John Grant-Queen of Denmark

queen of denmarkIt took three years but I finally found the proper follow-up to Midlake’s The Trials of Van Occupanther in John Grant’s Queen of Denmark.  Man, I can’t believe I’d never listened to this album.  It’s filled with Midlake’s penchant for creating these wooded landscapes and D&D-lite atmosphere, but since it’s NOT their album the melancholy is based not on a renaissance fair, but the renaissance of ones soul.  That soul would be John Grant.  Grant fronted the Denver band Czars for years before they broke up in the mid-2000s.  He took a break from music for a couple years before touring with Flaming Lips and then Midlake as a back up musician.  Czars were on Bella Union, who Grant made Queen of Denmark for.  Midlake also being on Bella Union became his backing band in the studio.  Whether this was happenstance or they all just really got along I don’t know.  All I know is that they made an album back in 2010(yes, this album…Queen of Denmark) that was overwhelming with emotion, melacholy, and longing.

Grant is openly gay, and this plays a big part in the lyrics.  You can’t listen to a song like “Jesus Hates Faggots” and not get caught up in the kind of rough time this guy had growing up.  “Silver Platter Club” sounds like Harry Nilsson and his wonderful “Good Old Desk”.  All done up in piano jangle and 1930s flair complete with a horn section, it talks about not living up to the ideal of what a “man” should be.  Wishing you were good at sports cause, well, that’s what a guy’s supposed to be good at.  “Where Dreams Go To Die” is lilting and filled with the kind of overwhelming heart-on-sleeve bravado that Matt Berringer fills every National album with.  Rufus Wainwright wishes he’d wrote this song.  I know he does.

John Grant has a smooth and warm baritone that is classic-sounding in the best way possible.  It pulls you into his world and envelopes you in words offered openly and honestly.  He also displays a sense of humor in songs like “Sigourney Weaver” and “Chicken Bones”.  But having Midlake backing you and building your songs from the ground up with a steady flow of piano, flute, acoustic sheen, and an overall “wall-of-sound” nothing ever comes off as tongue-in-cheek.  There’s nothing fast-paced here, but it all comes off as big and orchestral.  It’s like baroque pop, or chamber pop folk.  Use either one you want.

So in my quest to find some albums that passed me by this was a pleasant surprise.  I actually found this as I was checking out John Grant’s new album Pale Green Ghosts.  A much different affair more electronic-based.  I will definitely give that some ear time as well, but right now it’s all about Queen of Denmark.

9 out of 10

11 Replies to “John Grant-Queen of Denmark”

  1. I shouldn’t have listened to ADULT. before I read this.
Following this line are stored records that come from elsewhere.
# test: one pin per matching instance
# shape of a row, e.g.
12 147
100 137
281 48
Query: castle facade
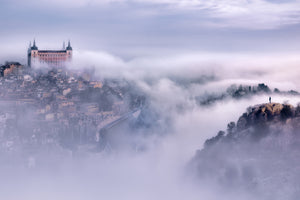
51 58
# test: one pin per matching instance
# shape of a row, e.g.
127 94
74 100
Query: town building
50 58
9 68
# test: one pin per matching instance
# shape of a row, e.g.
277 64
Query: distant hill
259 154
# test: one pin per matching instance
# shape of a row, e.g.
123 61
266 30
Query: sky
134 28
156 44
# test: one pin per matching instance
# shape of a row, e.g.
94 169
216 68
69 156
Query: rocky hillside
259 154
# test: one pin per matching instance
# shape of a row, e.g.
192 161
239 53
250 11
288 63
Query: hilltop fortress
52 58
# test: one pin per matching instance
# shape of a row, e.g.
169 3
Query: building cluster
57 109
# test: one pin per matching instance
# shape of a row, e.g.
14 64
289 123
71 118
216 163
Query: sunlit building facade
51 58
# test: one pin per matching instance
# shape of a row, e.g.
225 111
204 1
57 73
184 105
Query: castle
51 58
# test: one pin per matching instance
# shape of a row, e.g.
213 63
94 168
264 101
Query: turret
69 46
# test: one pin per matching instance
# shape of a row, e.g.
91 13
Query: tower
50 58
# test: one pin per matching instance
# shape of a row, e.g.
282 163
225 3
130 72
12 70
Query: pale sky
130 28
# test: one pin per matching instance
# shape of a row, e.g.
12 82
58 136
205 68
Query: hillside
259 153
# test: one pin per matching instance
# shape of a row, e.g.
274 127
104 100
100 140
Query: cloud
245 14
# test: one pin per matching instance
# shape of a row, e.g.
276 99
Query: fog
171 84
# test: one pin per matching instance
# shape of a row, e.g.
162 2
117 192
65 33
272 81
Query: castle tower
51 58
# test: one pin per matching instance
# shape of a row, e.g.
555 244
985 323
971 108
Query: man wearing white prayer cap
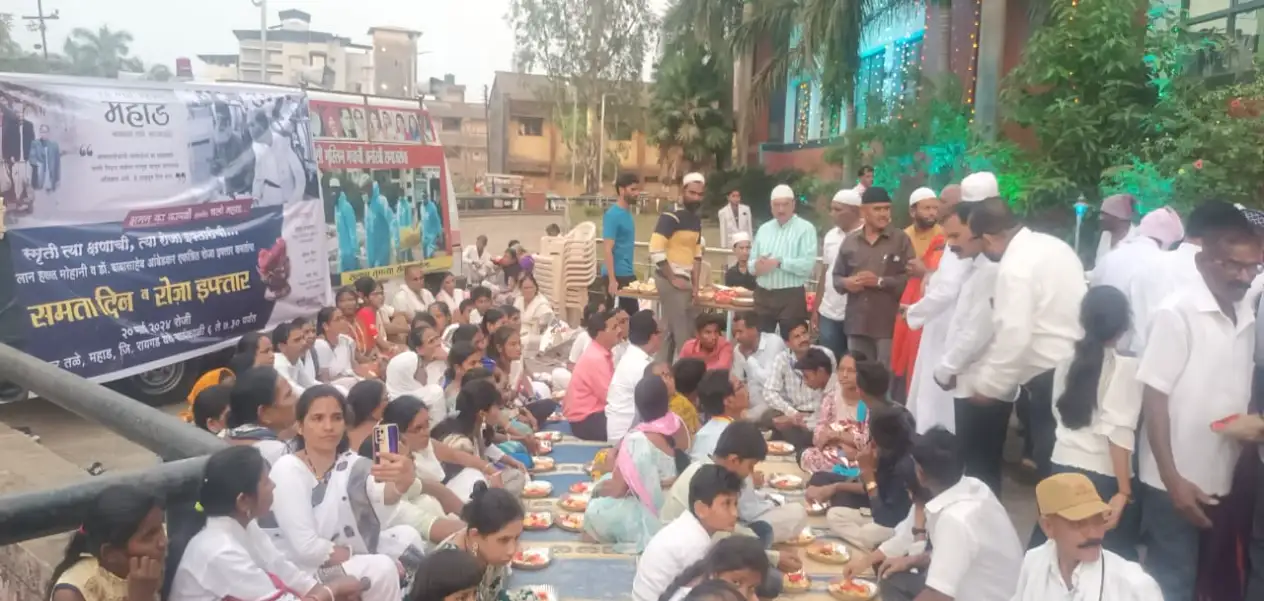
783 258
831 310
978 186
676 251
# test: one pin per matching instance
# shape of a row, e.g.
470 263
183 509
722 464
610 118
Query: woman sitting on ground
429 506
225 556
330 502
842 424
478 406
493 524
118 552
262 413
626 502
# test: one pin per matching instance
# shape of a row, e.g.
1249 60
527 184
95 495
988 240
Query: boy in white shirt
713 508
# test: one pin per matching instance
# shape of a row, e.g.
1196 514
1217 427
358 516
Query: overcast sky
468 38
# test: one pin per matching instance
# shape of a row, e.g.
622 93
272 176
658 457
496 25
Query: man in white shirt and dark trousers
1196 370
1072 564
1039 287
844 211
975 552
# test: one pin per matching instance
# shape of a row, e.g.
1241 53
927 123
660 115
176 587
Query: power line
37 22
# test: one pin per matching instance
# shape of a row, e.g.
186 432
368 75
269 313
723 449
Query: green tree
688 110
100 53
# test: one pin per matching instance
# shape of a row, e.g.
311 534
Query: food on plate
785 481
536 489
571 521
532 558
780 448
542 463
827 552
537 520
574 502
853 590
795 582
804 537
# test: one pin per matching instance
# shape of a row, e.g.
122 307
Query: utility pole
37 22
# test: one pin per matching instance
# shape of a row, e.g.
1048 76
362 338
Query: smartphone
386 439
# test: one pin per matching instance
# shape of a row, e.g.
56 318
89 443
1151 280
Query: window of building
531 125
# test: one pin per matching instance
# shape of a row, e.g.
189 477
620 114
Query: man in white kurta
929 402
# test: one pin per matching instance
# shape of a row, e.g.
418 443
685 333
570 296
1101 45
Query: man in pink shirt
584 405
709 343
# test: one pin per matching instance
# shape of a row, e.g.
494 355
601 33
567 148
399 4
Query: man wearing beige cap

I can’t make the switch, can’t transition out of this frenzied frankenstein noise.
    My head might explode.


  2. Grant’s new album hasn’t convinced me yet, mainly because it is such a departure from his debut. But he will always be one of my favourite musicians because he once played live in Berlin and said something like, ‘I won’t do an encore because that’s stupid. I will get up and pretend that the show is over, then I will stand backstage and pray that enough people clap only to appear again and play another two or three songs. Forget that, I play my whole set and that’ll be it.’ – I loved it. Also, the title-song is one of the greatest songs ever that always pops in my mind when I am angry at someone. Plus, “Sigourney Weaver” got me into a legit laughing-fit when I heard it for the first time (which was live, so, a little uncomfortable).
    I also feel that I have to listen to Adult now…


    1. I haven’t spent enough time with the new one yet, but it’s definitely not hitting me like Queen of Denmark. It’s a genuinely moving record with great lyrics, both funny and heartfelt.

      I feel the same way about encores. They just sweat their asses off for 2 hours. What more do we need?